What are some practical techniques to optimize slow Python code?

Detailed Answer

1. Fix algorithmic complexity before anything else

# O(n^2) -- checking membership in a list, inside a loop over another list
duplicates = [x for x in list_a if x in list_b]        # list_b scanned linearly, every time

# O(n) -- convert to a set once, then O(1) average membership checks
set_b = set(list_b)
duplicates = [x for x in list_a if x in set_b]

No amount of micro-optimizing the O(n²) version beats simply removing the quadratic behavior — this single change (converting a repeatedly-scanned list into a set) is often the highest-leverage optimization available in real code.

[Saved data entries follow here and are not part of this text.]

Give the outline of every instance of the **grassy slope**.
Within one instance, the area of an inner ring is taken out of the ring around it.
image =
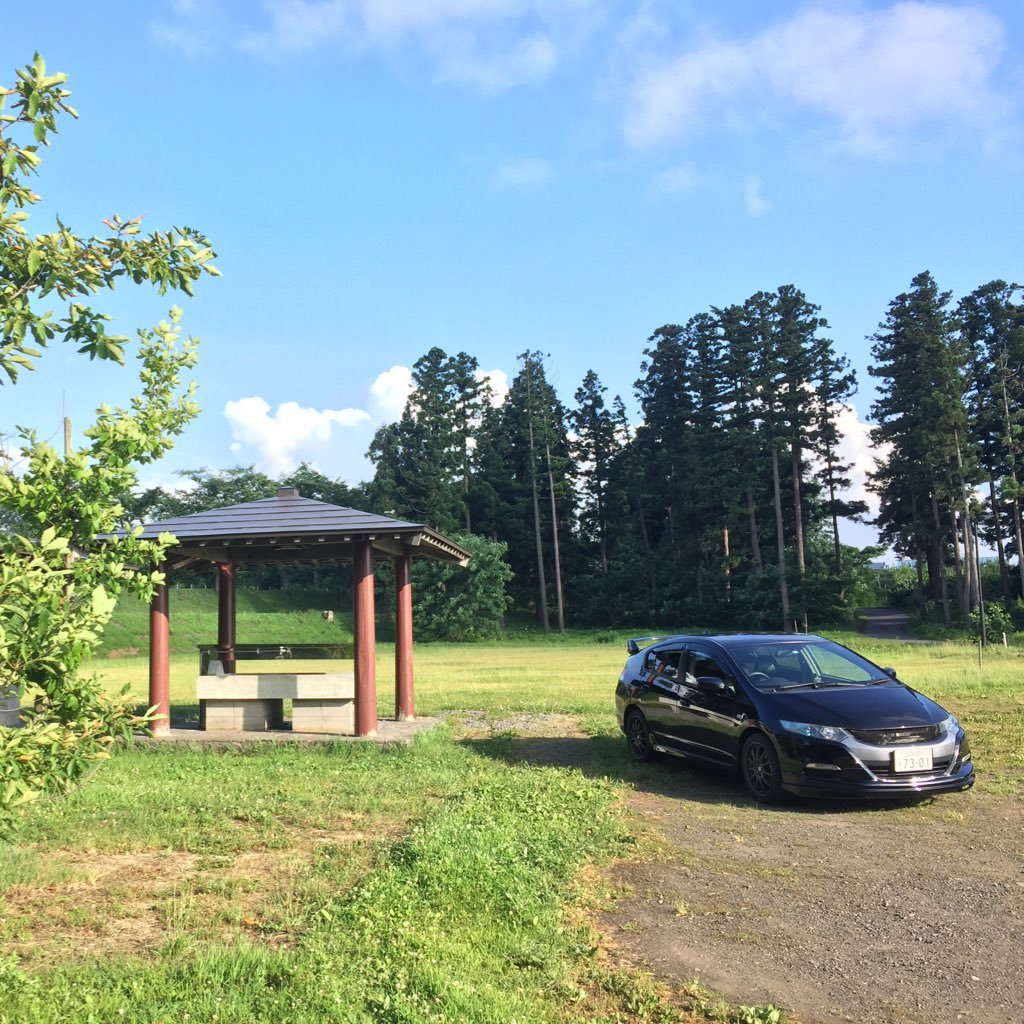
[[[335,609],[336,598],[324,593],[240,590],[236,629],[239,643],[343,643],[352,639],[352,614]],[[327,622],[323,612],[335,612]],[[171,590],[171,653],[196,653],[199,644],[216,643],[217,594],[213,590]],[[103,635],[100,657],[143,653],[149,648],[149,607],[125,595]]]

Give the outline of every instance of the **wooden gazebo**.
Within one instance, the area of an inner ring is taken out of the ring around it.
[[[235,671],[235,569],[273,562],[351,562],[354,604],[355,734],[377,732],[374,562],[389,559],[395,572],[395,718],[415,716],[412,662],[412,560],[458,565],[469,553],[435,530],[388,516],[303,498],[291,487],[276,497],[147,523],[142,537],[171,533],[167,570],[203,563],[217,567],[217,652],[220,670]],[[149,703],[154,732],[170,729],[170,620],[168,585],[157,588],[149,617]]]

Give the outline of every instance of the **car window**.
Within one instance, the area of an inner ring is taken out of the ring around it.
[[[743,670],[750,684],[759,690],[777,686],[813,683],[821,669],[807,655],[809,645],[793,643],[743,644],[729,653]]]
[[[674,651],[661,651],[658,664],[654,666],[654,671],[659,676],[675,679],[679,675],[679,659],[682,653],[678,648]]]
[[[814,672],[799,647],[780,648],[775,652],[775,677],[787,683],[809,683]]]
[[[878,679],[881,670],[831,640],[793,640],[737,645],[730,651],[759,690],[820,683],[857,685]]]
[[[682,650],[678,647],[661,647],[648,653],[644,658],[644,674],[648,676],[666,676],[675,679],[679,674],[679,659]]]
[[[866,683],[879,675],[870,662],[838,644],[808,646],[808,655],[813,659],[818,674],[823,678],[843,683]]]
[[[712,676],[715,679],[721,679],[725,683],[726,693],[736,692],[736,680],[733,679],[732,673],[724,668],[721,662],[712,658],[710,654],[705,654],[703,651],[693,651],[690,656],[687,682],[691,686],[696,686],[697,679],[700,676]],[[690,682],[691,679],[692,682]]]

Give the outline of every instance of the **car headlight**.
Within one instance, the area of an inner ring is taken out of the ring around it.
[[[956,715],[947,715],[939,726],[943,732],[948,732],[950,736],[955,736],[957,730],[960,728],[960,723],[957,721]]]
[[[799,736],[810,736],[816,740],[832,740],[842,743],[850,739],[850,734],[838,725],[814,725],[811,722],[780,722],[786,732],[795,732]]]

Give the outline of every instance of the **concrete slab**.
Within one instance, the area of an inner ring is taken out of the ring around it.
[[[338,700],[356,695],[352,672],[259,672],[206,675],[196,679],[199,700],[260,700],[294,697]]]
[[[441,722],[440,718],[416,718],[411,722],[396,722],[393,718],[377,721],[376,736],[343,736],[332,733],[292,732],[290,728],[270,732],[243,732],[242,730],[203,732],[198,723],[172,728],[158,736],[136,736],[138,746],[167,746],[184,744],[192,747],[242,747],[253,743],[409,743],[414,736],[428,732]]]

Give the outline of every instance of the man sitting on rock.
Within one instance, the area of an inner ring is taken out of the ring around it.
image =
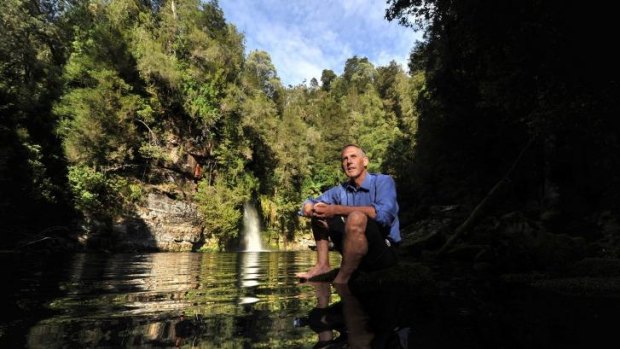
[[[340,155],[348,180],[306,200],[302,207],[301,214],[312,219],[317,251],[314,267],[297,274],[302,280],[317,279],[331,270],[328,239],[342,254],[336,284],[348,283],[358,268],[373,271],[397,262],[395,248],[401,237],[394,180],[369,173],[368,157],[355,144],[343,147]]]

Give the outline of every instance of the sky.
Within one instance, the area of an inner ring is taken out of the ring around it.
[[[342,74],[348,58],[375,66],[394,60],[407,71],[409,52],[422,33],[388,22],[385,0],[219,0],[226,21],[245,36],[246,54],[269,53],[284,86],[323,69]]]

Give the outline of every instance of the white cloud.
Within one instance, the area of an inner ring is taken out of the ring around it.
[[[391,60],[406,68],[421,33],[384,19],[376,0],[220,0],[226,20],[245,34],[246,52],[269,53],[284,85],[297,85],[323,69],[341,74],[348,58]]]

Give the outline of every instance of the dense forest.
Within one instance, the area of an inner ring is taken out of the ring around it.
[[[216,248],[235,245],[246,202],[292,240],[304,198],[342,180],[343,144],[382,171],[415,133],[422,73],[354,56],[284,87],[217,2],[18,0],[2,16],[7,246],[110,230],[151,192],[196,204]]]
[[[101,234],[150,193],[195,205],[205,248],[236,244],[247,202],[292,241],[357,143],[397,181],[405,253],[617,257],[612,13],[388,0],[387,20],[424,32],[407,67],[354,56],[283,86],[217,1],[2,1],[2,246]]]

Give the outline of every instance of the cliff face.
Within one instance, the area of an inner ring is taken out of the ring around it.
[[[114,223],[112,235],[119,250],[195,251],[206,241],[195,204],[154,192],[135,216]]]
[[[145,198],[135,212],[114,223],[116,250],[179,252],[196,251],[205,243],[217,246],[205,236],[198,207],[190,199],[201,177],[197,159],[205,158],[210,147],[182,141],[174,131],[166,133],[160,149],[165,155],[150,170],[149,182],[160,184],[145,184]]]

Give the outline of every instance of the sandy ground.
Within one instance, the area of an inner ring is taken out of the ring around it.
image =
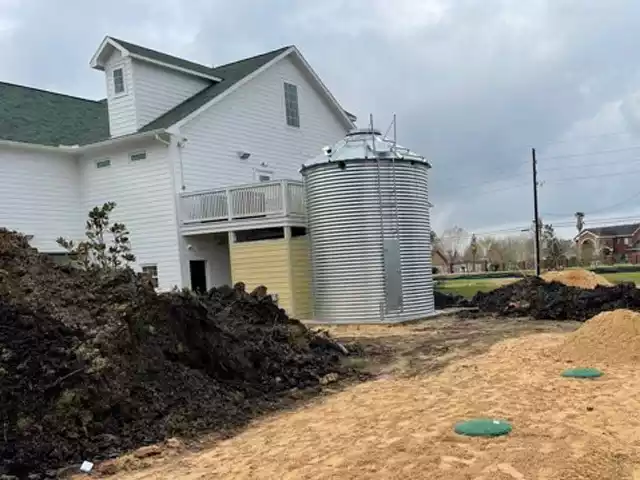
[[[377,380],[328,391],[199,451],[121,459],[111,478],[640,480],[637,368],[611,366],[595,381],[560,377],[578,366],[557,353],[575,327],[456,319],[336,327],[364,344],[363,367]],[[456,422],[484,416],[509,420],[513,432],[453,433]]]

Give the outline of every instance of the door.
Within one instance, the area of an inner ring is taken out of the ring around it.
[[[207,291],[207,262],[205,260],[189,261],[191,272],[191,290],[205,293]]]

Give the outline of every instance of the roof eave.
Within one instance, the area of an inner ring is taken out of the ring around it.
[[[340,106],[340,104],[338,103],[338,100],[336,100],[336,98],[333,96],[331,91],[322,82],[322,80],[320,79],[318,74],[315,72],[315,70],[311,67],[309,62],[307,62],[307,60],[302,56],[302,53],[300,53],[300,50],[298,50],[298,47],[296,47],[295,45],[292,45],[287,51],[288,51],[288,53],[295,53],[296,58],[298,58],[298,60],[309,71],[309,73],[311,74],[311,77],[317,83],[317,85],[320,87],[320,89],[322,90],[324,95],[329,99],[330,103],[332,103],[334,105],[334,107],[338,111],[339,116],[344,120],[346,126],[348,126],[349,128],[355,128],[355,126],[356,126],[355,123],[354,123],[355,120],[351,119],[351,117],[355,117],[355,115],[349,114],[348,112],[345,111],[344,108],[342,108]]]
[[[126,48],[124,48],[122,45],[120,45],[118,42],[113,40],[111,37],[108,37],[108,36],[104,37],[104,39],[100,43],[100,46],[98,47],[96,52],[91,57],[91,60],[89,61],[89,65],[91,66],[91,68],[104,71],[104,62],[100,60],[100,56],[102,55],[105,48],[107,47],[113,47],[116,50],[119,50],[120,53],[122,53],[122,55],[129,55],[129,51]]]
[[[178,72],[186,73],[188,75],[193,75],[195,77],[205,78],[207,80],[211,80],[213,82],[221,82],[222,79],[220,77],[216,77],[214,75],[207,75],[203,72],[197,72],[195,70],[191,70],[189,68],[179,67],[177,65],[172,65],[170,63],[161,62],[154,58],[145,57],[144,55],[138,55],[137,53],[129,53],[131,58],[135,58],[137,60],[142,60],[143,62],[151,63],[153,65],[157,65],[162,68],[168,68],[169,70],[176,70]]]
[[[120,137],[110,138],[108,140],[102,140],[95,143],[87,143],[84,145],[41,145],[38,143],[16,142],[13,140],[0,140],[0,147],[17,148],[21,150],[49,152],[49,153],[62,153],[62,154],[82,154],[90,152],[92,150],[112,147],[117,145],[124,145],[131,141],[140,140],[143,138],[155,137],[163,133],[169,133],[164,128],[158,128],[155,130],[149,130],[148,132],[136,132],[129,135],[123,135]]]
[[[61,145],[60,148],[65,149],[65,151],[71,153],[86,153],[92,150],[97,150],[105,147],[113,147],[117,145],[124,145],[131,141],[141,140],[143,138],[155,137],[156,135],[160,135],[163,133],[168,133],[164,128],[157,128],[154,130],[149,130],[148,132],[135,132],[129,135],[122,135],[120,137],[110,138],[108,140],[102,140],[100,142],[95,143],[87,143],[85,145],[79,146],[66,146]]]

2. Prefer built-ins and comprehensions over manual Python loops

# Slower -- Python-level loop overhead on every iteration
total = 0
for x in numbers:
    total += x * x

# Faster -- sum()/comprehension push the loop into C
total = sum(x * x for x in numbers)

Built-in functions (sum, map, sorted, any, all) and comprehensions are implemented in C and avoid the per-iteration overhead of the Python bytecode interpreter loop — a consistent, easy win whenever applicable.

3. Cache expensive, pure computations

from functools import lru_cache

@lru_cache(maxsize=None)
def expensive_pure_function(n):
    ...

Memoization turns repeated calls with the same arguments from full recomputation into O(1) lookups — a large win whenever a pure function is called repeatedly with overlapping arguments (see the lru_cache question for caveats).

4. Push numeric/hot loops into vectorized or compiled code

# Pure Python loop -- slow for large arrays
result = [x * 2 + 1 for x in large_list]

# NumPy -- the actual loop runs in C, operating on contiguous memory
import numpy as np
arr = np.array(large_list)
result = arr * 2 + 1

For numeric workloads, NumPy's vectorized operations (and, for more custom logic, Cython or a Rust extension via PyO3) can be one to two orders of magnitude faster than an equivalent pure-Python loop, since they avoid both the per-element interpreter overhead and (for NumPy) operate on tightly-packed memory instead of a list of individually boxed Python objects.

5. Avoid unnecessary object creation in hot paths

# Builds an intermediate list just to throw it away
if [x for x in items if x.active]:   # wasteful -- builds the whole list just to check truthiness
    ...

# any() short-circuits on the first match -- no full list built
if any(x.active for x in items):
    ...

Small allocation-avoidance changes (generator expressions over list comprehensions when the full list isn't needed, str.join() over repeated += string concatenation in a loop) add up in hot code paths.

6. Always profile before and after

Every technique above should be validated against a cProfile/timeit measurement of the actual bottleneck — optimizing code that isn't on the hot path adds complexity and risk for no measurable benefit.

Interview-ready summary: Algorithmic complexity dominates all other optimizations — fix O(n²) patterns first. After that, prefer built-ins/ vectorized operations over manual Python loops, cache pure expensive computations, and avoid unnecessary intermediate allocations — but always let profiling data, not intuition, decide where to spend optimization effort.